The jurors said they were mostly familiar with the information included in the indictment. But one said he was surprised at the extent to which the DA incorporated events that took place outside of Georgia to argue there was a broad criminal conspiracy. Another expressed surprise that only 19 people were charged in the indictment given the volume of evidence the jury heard about others.

“A lot of people aren’t named,” said the juror. She added that over the course of the special grand jury’s service, “we talked to a lot of people, so I’m actually impressed at how they got down to a list of this many people.”

The indictment makes reference to 30 unnamed, unindicted co-conspirators.
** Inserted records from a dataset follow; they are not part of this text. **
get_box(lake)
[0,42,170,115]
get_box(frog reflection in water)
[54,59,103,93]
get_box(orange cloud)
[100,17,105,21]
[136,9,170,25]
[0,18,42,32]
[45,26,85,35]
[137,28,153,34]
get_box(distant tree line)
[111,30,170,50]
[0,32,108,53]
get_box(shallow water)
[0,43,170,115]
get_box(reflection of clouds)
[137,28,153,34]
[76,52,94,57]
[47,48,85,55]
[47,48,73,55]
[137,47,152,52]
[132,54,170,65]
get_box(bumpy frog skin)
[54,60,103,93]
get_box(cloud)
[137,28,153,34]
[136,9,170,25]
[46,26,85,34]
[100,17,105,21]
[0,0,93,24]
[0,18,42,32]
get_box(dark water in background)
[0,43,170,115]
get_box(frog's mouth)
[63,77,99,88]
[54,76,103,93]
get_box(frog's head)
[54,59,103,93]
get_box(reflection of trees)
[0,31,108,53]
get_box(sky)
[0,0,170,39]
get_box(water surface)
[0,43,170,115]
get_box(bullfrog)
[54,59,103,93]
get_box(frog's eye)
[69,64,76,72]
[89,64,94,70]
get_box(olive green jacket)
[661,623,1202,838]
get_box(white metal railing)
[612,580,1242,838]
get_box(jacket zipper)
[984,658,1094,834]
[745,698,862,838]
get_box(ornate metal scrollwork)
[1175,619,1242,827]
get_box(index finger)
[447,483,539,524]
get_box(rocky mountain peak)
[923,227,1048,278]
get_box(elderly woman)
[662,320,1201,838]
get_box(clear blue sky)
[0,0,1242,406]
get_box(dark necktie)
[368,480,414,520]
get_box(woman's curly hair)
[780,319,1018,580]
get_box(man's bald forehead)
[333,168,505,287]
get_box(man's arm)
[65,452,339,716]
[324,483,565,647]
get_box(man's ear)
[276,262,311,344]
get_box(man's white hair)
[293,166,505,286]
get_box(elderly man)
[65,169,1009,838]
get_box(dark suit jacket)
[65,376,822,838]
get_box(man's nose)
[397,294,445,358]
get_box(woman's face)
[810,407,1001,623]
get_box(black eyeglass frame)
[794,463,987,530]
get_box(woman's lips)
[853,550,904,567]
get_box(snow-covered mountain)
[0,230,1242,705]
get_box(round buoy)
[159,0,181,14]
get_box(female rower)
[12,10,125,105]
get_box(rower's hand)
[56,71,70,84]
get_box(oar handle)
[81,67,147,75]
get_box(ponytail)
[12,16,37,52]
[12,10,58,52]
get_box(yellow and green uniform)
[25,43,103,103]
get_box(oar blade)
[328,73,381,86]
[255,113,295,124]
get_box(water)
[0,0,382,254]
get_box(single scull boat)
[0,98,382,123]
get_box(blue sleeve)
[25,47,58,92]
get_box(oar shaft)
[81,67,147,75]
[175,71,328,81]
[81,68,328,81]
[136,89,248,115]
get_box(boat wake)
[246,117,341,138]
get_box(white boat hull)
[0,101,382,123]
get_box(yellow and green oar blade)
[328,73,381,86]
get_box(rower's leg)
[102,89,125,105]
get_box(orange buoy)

In the seven months since their service officially ended, the jurors have taken various levels of interest in the case. Some have disconnected, telling other jurors that they wanted to move on and didn’t want to be contacted. Others say they’re emotionally invested. Some stay in touch via a group text to share headlines and reaction.

The three jurors said they hope their final report will be released to the public soon. Not only so that the public can see what they recommended, but so they can refresh their own memories.

“Come on,” one juror said. “The indictments are out. Let’s show the work that we did.”

A coalition of media organizations led by the AJC has been pushing to unseal the full contents of the report, which it has argued is in the public interest. On Wednesday, the coalition renewed its push in a new filing in Fulton Superior Court.

“For the same reasons the Indictment is a public record, the Final Report should be published to permit the public to understand the scope and scale of the investigation that informed the Indictment’s charges,” the coalition argued.

Looking ahead, the jurors said they would like to see the legal system play out in this case.

“I just want to see justice done,” one said.

“I want it to not be ok to go on TV,” another said, “and spew lies to the media about fake elections... (so) people can have some sense of trust in the elections system again.”